Improved colon cancer survival rate attributed to more aggressive treatment.
One in seven patients diagnosed with colorectal cancer (CRC) in the US were below the age of 50 at the time of diagnosis, which is the typical age recommended to begin screening.
Researchers at the University of Michigan Comprehensive Cancer Center conducted a study that found younger patients were likely to have advanced disease. This was primarily because younger patients are 0ften diagnosed only after their cancers have grown and spread wide enough to cause symptoms.
The study included 258,024 patients diagnosed with colon or rectal cancer from the Surveillance, Epidemiology, and End Results database. Results showed younger patients were likely to receive aggressive surgery and radiation therapy.
Furthermore, this group possessed better survival rates — 21% of younger patients survived beyond five years.
Researchers attributed the improved survival rate to the more aggressive treatment, which suggests the need for improved resources for long-term survivorship.
Samantha Hendren, MD, MPH, associate professor of surgery, University of Michigan Medical School, commented in a news release, “Colorectal cancer has traditionally been thought of as a disease of the elderly. This study is really a wake-up call to the medical community that a relatively large number of colorectal cancers are occurring in people under 50.”
“To put this in context, breast cancer screening often begins at age 40, and less than 5% of invasive breast cancers occur in women under that age.
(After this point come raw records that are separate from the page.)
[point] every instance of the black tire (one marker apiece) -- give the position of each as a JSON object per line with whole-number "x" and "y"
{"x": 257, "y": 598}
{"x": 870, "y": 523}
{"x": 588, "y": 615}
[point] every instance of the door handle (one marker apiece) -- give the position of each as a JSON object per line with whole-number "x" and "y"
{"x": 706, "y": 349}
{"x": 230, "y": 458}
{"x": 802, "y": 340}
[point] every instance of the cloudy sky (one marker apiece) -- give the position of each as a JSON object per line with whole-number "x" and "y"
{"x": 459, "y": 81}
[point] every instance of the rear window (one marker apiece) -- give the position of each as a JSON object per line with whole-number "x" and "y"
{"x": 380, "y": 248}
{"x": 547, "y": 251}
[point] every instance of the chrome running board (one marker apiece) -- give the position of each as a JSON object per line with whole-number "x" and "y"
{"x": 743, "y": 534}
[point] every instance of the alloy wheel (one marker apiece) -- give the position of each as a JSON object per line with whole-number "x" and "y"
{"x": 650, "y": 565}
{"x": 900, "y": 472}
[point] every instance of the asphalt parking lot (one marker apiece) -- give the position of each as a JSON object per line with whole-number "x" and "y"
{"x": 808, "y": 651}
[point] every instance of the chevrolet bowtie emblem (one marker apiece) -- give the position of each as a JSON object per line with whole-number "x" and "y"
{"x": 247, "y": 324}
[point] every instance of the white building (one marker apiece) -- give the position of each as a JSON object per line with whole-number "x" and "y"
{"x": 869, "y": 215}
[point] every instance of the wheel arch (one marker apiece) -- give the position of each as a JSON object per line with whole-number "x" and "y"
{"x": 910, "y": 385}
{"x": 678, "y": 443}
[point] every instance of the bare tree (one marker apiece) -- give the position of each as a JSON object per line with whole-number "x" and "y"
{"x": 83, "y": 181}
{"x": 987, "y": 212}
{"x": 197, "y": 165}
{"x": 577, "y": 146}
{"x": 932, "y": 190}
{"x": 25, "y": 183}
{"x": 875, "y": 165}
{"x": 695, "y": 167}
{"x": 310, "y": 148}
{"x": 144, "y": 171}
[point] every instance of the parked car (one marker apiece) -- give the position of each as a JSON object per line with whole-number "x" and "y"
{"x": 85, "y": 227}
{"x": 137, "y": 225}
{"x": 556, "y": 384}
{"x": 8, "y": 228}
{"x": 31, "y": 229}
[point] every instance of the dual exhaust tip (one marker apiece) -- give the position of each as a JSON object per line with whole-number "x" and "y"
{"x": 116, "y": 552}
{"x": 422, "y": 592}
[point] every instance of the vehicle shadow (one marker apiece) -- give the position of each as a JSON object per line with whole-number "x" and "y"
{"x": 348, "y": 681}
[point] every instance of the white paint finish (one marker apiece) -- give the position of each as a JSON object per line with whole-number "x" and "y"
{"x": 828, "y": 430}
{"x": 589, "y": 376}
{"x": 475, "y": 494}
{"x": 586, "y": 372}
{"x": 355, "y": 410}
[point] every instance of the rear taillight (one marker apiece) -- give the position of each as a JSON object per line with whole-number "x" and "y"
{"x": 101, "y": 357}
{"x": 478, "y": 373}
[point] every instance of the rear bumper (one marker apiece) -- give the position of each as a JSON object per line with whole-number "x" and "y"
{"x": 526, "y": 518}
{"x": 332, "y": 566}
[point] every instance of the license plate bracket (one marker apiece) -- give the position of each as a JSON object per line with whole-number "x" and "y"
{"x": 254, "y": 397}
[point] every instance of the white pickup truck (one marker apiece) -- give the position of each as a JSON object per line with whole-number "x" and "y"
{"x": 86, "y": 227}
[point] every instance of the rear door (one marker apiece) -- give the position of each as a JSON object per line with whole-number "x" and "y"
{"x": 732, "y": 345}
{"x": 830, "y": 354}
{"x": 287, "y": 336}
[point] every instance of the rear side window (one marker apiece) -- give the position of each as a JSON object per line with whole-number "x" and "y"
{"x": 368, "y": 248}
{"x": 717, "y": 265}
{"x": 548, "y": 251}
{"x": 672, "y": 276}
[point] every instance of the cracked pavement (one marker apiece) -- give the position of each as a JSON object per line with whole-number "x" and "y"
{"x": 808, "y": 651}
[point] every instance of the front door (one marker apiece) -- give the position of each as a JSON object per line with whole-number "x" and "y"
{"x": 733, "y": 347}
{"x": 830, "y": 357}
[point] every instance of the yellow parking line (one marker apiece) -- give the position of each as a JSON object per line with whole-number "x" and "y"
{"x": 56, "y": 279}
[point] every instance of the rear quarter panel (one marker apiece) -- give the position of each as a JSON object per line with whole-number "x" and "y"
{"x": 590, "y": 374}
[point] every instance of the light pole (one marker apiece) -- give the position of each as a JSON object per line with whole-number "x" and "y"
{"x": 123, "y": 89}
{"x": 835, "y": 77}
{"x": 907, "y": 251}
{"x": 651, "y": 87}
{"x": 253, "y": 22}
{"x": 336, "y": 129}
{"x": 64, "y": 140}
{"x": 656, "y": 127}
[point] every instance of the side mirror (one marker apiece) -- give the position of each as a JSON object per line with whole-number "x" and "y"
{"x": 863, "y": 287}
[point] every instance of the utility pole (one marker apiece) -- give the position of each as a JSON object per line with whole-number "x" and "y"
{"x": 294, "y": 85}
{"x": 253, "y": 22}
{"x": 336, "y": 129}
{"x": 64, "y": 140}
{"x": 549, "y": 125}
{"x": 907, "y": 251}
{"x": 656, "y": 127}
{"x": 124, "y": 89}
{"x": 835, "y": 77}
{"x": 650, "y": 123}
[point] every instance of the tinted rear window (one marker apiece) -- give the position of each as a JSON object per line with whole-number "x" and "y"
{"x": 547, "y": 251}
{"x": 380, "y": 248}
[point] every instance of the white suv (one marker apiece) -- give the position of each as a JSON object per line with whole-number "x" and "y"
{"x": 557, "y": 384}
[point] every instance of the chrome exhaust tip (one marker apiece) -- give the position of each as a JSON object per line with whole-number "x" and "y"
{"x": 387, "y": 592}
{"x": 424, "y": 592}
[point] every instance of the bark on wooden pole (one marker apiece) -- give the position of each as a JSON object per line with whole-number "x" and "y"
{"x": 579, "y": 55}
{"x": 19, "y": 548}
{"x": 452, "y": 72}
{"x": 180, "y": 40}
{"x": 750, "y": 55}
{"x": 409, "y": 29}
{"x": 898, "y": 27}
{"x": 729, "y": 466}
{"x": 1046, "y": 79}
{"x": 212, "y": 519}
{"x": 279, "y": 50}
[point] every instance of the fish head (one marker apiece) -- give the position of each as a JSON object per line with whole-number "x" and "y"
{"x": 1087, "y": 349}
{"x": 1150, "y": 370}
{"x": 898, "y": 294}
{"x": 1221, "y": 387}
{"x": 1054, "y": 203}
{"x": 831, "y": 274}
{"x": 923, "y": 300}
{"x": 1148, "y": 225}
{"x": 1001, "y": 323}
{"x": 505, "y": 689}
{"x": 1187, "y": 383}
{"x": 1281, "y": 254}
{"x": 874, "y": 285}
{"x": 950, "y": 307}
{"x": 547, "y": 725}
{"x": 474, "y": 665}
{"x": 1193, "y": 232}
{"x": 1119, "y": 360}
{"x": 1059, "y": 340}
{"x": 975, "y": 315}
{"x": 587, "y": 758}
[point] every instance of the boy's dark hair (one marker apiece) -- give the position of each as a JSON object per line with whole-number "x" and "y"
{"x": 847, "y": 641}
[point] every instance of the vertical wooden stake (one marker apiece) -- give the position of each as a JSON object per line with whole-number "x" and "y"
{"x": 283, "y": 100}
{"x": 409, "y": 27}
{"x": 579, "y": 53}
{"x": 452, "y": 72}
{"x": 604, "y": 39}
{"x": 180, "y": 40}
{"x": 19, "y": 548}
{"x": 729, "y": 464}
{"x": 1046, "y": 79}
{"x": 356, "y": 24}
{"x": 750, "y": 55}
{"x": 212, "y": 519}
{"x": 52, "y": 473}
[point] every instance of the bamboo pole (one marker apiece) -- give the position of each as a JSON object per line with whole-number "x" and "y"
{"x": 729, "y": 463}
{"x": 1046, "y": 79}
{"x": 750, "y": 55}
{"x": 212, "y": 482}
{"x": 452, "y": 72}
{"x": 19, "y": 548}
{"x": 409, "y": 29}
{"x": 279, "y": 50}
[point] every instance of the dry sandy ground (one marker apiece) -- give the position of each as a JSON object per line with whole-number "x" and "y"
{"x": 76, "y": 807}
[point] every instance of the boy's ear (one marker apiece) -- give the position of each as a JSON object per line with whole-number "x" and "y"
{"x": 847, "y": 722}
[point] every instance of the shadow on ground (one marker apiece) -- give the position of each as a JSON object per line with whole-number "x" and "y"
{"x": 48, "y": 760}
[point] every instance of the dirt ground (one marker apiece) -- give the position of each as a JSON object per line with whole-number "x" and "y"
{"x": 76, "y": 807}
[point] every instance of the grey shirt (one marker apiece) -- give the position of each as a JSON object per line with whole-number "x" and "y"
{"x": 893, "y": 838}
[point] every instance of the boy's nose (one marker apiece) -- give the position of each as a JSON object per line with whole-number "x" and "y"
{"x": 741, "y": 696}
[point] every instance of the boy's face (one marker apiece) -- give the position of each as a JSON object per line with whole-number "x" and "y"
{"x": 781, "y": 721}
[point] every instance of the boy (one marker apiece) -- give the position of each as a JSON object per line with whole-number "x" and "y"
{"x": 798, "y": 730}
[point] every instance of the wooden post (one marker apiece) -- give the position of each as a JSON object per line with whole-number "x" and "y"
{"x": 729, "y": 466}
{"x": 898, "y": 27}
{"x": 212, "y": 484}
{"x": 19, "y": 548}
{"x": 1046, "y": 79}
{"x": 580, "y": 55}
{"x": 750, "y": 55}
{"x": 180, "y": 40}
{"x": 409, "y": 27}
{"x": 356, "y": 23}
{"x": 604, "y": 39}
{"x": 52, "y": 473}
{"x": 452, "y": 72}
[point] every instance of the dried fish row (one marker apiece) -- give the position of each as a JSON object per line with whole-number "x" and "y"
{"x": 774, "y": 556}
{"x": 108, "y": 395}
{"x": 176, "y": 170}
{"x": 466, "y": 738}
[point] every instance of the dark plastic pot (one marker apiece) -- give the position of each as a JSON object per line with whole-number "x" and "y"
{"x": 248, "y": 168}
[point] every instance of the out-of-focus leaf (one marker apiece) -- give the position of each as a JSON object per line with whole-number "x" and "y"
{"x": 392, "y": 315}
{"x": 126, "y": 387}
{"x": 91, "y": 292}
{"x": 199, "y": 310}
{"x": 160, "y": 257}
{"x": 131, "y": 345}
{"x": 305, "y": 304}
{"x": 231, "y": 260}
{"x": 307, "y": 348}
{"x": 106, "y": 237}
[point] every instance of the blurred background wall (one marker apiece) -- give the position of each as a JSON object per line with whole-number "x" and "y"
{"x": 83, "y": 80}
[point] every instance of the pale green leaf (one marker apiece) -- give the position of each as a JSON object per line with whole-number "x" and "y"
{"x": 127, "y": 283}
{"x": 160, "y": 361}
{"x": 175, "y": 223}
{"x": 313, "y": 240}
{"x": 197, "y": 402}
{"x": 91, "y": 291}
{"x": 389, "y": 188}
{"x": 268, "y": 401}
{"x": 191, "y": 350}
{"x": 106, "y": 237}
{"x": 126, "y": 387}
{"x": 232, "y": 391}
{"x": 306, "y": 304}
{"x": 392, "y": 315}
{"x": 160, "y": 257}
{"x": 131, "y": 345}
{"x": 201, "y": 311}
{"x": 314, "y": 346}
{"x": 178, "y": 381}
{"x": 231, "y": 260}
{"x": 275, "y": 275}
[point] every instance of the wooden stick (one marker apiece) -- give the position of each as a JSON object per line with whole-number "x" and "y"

Our study found that about 15% of colorectal cancers are diagnosed before the screening age of 50,” continued Hendren.
According to the study results, the researchers acknowledged the necessity for increased awareness of CRC warning signs: anemia, a dramatic change in the size or frequency of bowel movements, and bleeding with bowel movements.
Despite the growing incidence of advanced CRC in younger patients, experts don’t believe guidelines should be drastically changed just yet. “This would be a big and costly change, and I don’t know whether it would help more people than it would hurt. A lot of research would be required to understand this before any changes should be made,” remarked Hendren.